By TIM FAULKNER/ecoRI.org
News staff
It’s no coincidence
Grover Fugate is Sen. Sheldon Whitehouse’s guest at President Obama’s State of
the Union address. Fugate, director of the state Coastal Resources Management
Council (CRMC), is one of Rhode Island's most vocal climate hawks. Recently,
Fugate declared that sea-level rise in Narragansett Bay could exceed 6 feet by
the end of the century. A shocking proclamation given that most of the public
is just learning of the 3- to 5-foot increase announced last year.

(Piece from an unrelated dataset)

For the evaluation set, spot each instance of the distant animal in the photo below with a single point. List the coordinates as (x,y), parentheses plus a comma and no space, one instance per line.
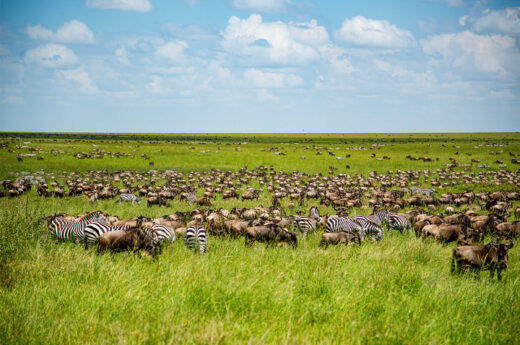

It’s not a prediction Whitehouse would challenge, however. The Democratic senator is one of the most outspoken climate champions in Congress. In recent months, he has delivered impassioned weekly speeches from the Senate floor, expounding on environmental degradation taking place across a warming planet.
Between 5 and 15
minutes in length, videos of the speeches are candy for YouTube
political-policy fans and information-hungry environmentalists. Whitehouse
pushes for solutions and calls out the deniers in Congress.
The off-kilter
global ecosystem, he says, portends unknown damage. The price of inaction far
outstrips the cost of mitigation. Skeptics, Republicans and their corporate
backers are regularly skewered as climate antagonists.
“There is a rear-guard
action in this building led by polluters to try to prevent us from taking
action on this. But we have to face the fact that the deniers are wrong; they
are just plain dead wrong,” Whitehouse said during a Dec. 5 meeting of the
Senate Committee on Environment and Public Works.
The speeches deliver
current and dramatic research not mentioned in the mainstream discussion on
climate change. In a Dec. 12, 2012 speech called “We are Sleepwalking Through
History,” Whitehouse noted that the planet's carbon dioxide concentration has
increased 50 parts per million since 1980, and is now well outside its range
from the last 800,000 years.
Oceans are absorbing a million tons of carbon an
hour, resulting in a 30 percent increase in ocean acidity — an increase faster
than any time in the past 50 million years.
Whitehouse also
describes global and local impacts of climate change, such as during Hurricane
Sand the unearthing of vehicles from the 1930s and '40s buried at Misquamicut
Beach in Westerly.
His staff explained
that Whitehouse gives the speeches because of frustration caused by “the
barricade of special interests and climate-change deniers blocking action on
this issue in Washington.” Speaking on the Senate floor, spokesman Seth Larson
said, allows Whitehouse to keep the climate-change debate alive and “to force deniers to either hide or come to the
floor with their extremist views.”
And if they haven’t
yet elevated discussion nationally or in D.C., the speeches may have raised
Whitehouse's environmental standing, landing him a co-chair position on the
Senate and House Task Force on Climate Change with Rep. Henry Waxman, D-New
York.
The committee will seek input from industry on both sides of the issue:
oil, coal and gas companies, electric utilities, automakers, defense
contractors, insurance companies and universities. The outcomes may result in
more recommendations than laws, but Whitehouse is committed to the cause. The
speeches on YouTube and C-Span will continue.
“As long as it takes to break through that
barricade of special interests and get something done,” Whitehouse said.